He was himself a police officer with 20
years’ service. He was brought before court on 18
December 2010 whereafter
the matter was remanded for a week for a
bail application. In total he was detained for 11 days.
The charges of robbery
were withdrawn against Mr Manala. As a
result Mr Manala proceeded to institute an action for unlawful arrest
and detention
as well as assault against the Minister of Police and
three employees of the South African Police Service. For ease
of reference
I will refer to the defendants collectively as the
Minister. I was informed that unfortunately Mr Manala had
passed away
pursuant to judgment being delivered on the merits of the
claim by my brother Sardiwalla J. I see no substitution of the
plaintiff by an executor, but both parties argued that any damages
must be paid to the executor of the estate.
[2]
The High Court found that “
the defendants had not satisfied
the Court on a balance of probabilities that the arrest was lawful or
even based upon
section 40(1)(e)
of the
Criminal Procedure Act 51 of
1977
or any other related charge.”
The Court found
the arrest and detention was unlawful. The Court found that Mr
Manala had not proven the assault and
dismissed that claim.
Arguments on the
quantum
The plaintiff’s
submissions
[3]
On behalf of Mr Manala it was argued that based on the
De
Klerk
[1]
-matter
the further detention after the remand by the Magistrate for bail
must also be ascribed to the Minister and the damages
amount must be
for a period of 11 days. Reliance was also placed on the matter
of
Motladile
v Minister of Police
[2023]
ZASCA 94
where
the Supreme Court of Appeal found that no mechanical approach is to
be adopted when awarding damages for unlawful arrest and
detention
and awarded R200 000 damages for the unlawful arrest and 5 days’

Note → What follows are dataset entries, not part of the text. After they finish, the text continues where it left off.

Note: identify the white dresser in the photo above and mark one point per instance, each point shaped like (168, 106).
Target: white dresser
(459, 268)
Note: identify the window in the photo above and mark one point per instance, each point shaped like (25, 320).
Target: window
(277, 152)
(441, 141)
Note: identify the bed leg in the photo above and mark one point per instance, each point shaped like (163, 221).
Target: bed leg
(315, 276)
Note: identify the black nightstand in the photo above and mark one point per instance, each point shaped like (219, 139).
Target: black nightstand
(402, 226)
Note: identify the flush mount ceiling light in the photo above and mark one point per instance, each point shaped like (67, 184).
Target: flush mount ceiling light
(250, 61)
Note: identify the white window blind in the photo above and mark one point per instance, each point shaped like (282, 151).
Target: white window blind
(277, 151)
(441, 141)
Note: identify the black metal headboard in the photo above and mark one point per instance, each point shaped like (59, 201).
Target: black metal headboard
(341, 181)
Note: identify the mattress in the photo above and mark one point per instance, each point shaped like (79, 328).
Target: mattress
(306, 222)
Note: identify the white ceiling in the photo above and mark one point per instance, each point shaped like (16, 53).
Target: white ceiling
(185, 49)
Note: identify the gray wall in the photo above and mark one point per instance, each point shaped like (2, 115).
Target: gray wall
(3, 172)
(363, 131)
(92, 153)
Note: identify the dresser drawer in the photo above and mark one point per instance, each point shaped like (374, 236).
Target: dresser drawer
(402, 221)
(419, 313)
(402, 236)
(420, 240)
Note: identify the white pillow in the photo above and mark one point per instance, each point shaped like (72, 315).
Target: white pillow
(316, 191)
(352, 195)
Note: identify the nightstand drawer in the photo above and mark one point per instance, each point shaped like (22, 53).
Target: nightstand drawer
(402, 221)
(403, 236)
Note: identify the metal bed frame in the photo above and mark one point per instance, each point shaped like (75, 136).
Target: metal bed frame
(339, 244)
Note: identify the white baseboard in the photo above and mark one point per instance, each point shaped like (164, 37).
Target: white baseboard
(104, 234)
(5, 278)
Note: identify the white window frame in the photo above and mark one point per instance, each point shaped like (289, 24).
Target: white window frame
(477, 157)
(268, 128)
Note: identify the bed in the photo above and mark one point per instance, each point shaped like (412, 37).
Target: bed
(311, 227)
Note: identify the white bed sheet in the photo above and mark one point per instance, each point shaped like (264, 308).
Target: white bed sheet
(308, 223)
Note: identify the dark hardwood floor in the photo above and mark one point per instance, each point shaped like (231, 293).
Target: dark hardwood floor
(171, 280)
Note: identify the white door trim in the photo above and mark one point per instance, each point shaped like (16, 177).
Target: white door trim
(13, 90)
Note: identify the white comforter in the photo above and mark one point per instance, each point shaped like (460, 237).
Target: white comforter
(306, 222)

subsequent detention. The evidence
therein was that he was
assaulted by other inmates, his food was stolen and the cell was
filthy. The detention prevented
him from attending his
sister-in-law’s wedding in Gaberone. The non-attendance
due to his incarceration was a great
embarrassment to him and his
family. He had testified that it was traumatic for him not to
spend Christmas with his wife
and family. He was a traditional
healer who enjoyed the respect of his community, but after his arrest
and detention he lost
their respect.
[4]
In this matter, unfortunately the only evidence relied on is the
conclusion of the
psychiatrists as agreed to in the joint minutes.
This evidence only supports the damages specified as emotional and
psychological
stress due to the unlawful arrest and detention.
[5]
The psychiatrists concluded that prior to this incident there was no
history of mental illness.
Mr. Manala after the incident
experienced psychopathology. Mr Manala “
continues
to experience psychopathology albeit in an ameliorated manner.”
Mr
Manala had two episodes of depression in 2012 and 2013, but that the
symptoms would resolve in five years. The balance
of the
consensus related to how much psychotherapy sessions (six) should be
undertaken and that medication could be prescribed
which costs would
vary depending on what medication is prescribed. Provision for
two hospital admissions over a five year
period was reasonable.
[6]
On this evidence and the fact that Mr Manala was detained for 11 days
it was submitted
that an amount of R500 000 was reasonable
compensation.
The defendant’s
argument
[7]
On behalf of the Minister it was argued that in view of the
De
Klerk
-
matter, the Minister can only be held liable for
two days’ detention. The remand order by the Magistrate
rendered the
subsequent detention lawful. There was no finding
of malice by the High Court and therefore the manner in which the
remand
order was made, was lawful.
[8]
Reliance was placed on the matter of
Isaacs v Minister of Law
and Order
[1995] ZASCA 152
;
[1996] 1 All SA 343
(A)
wherein the court found that where a person was unlawfully
arrested, his or her detention is unlawful until such time as a
magistrate,
exercising a judicial function decides to order the
continued detention of the person arrested, obviously rendering the
further
detention lawful. The
De
Klerk
-matter
did not alter this position and was distinguished due to the
malice.
[9]
It was further submitted on behalf of the Minister that an award of
R500 000
would be completely unreasonable. This was
demonstrated with reference to
Mahlangu and Another v Minister
of Police
[2021] ZACC 10
;
2021 (2) SACR 595
(CC)
where an award of R550 000 was made under circumstances
where the arrested person was detained for eight months and was
tortured.
Reasons for finding
[10]
The reliance on the
De Klerk
-matter to sustain a period
of 11 days’ unlawful detention is misplaced. This matter
is distinguishable from the
De Klerk
-matter. In
the
De Klerk
-matter the arresting officer recorded in
the docket that she recommended that Mr De Klerk be released on bail
in the amount of
R1 000, however Mr De Klerk was not afforded
the opportunity to apply for bail at his first appearance. In
the
Mahlangu
-
matter the police officers failed
to disclose that the confessions were obtained under duress and that
Mr Mahlangu was tortured.
These actions rendered the post
appearance detention attributable to the unlawful arrest and the
Minister was held liable.
[11]
In this matter no conduct of the police officers was placed in
evidence that rendered the remand
for bail attributable to the
Minister. No malice or misrepresentations were recorded.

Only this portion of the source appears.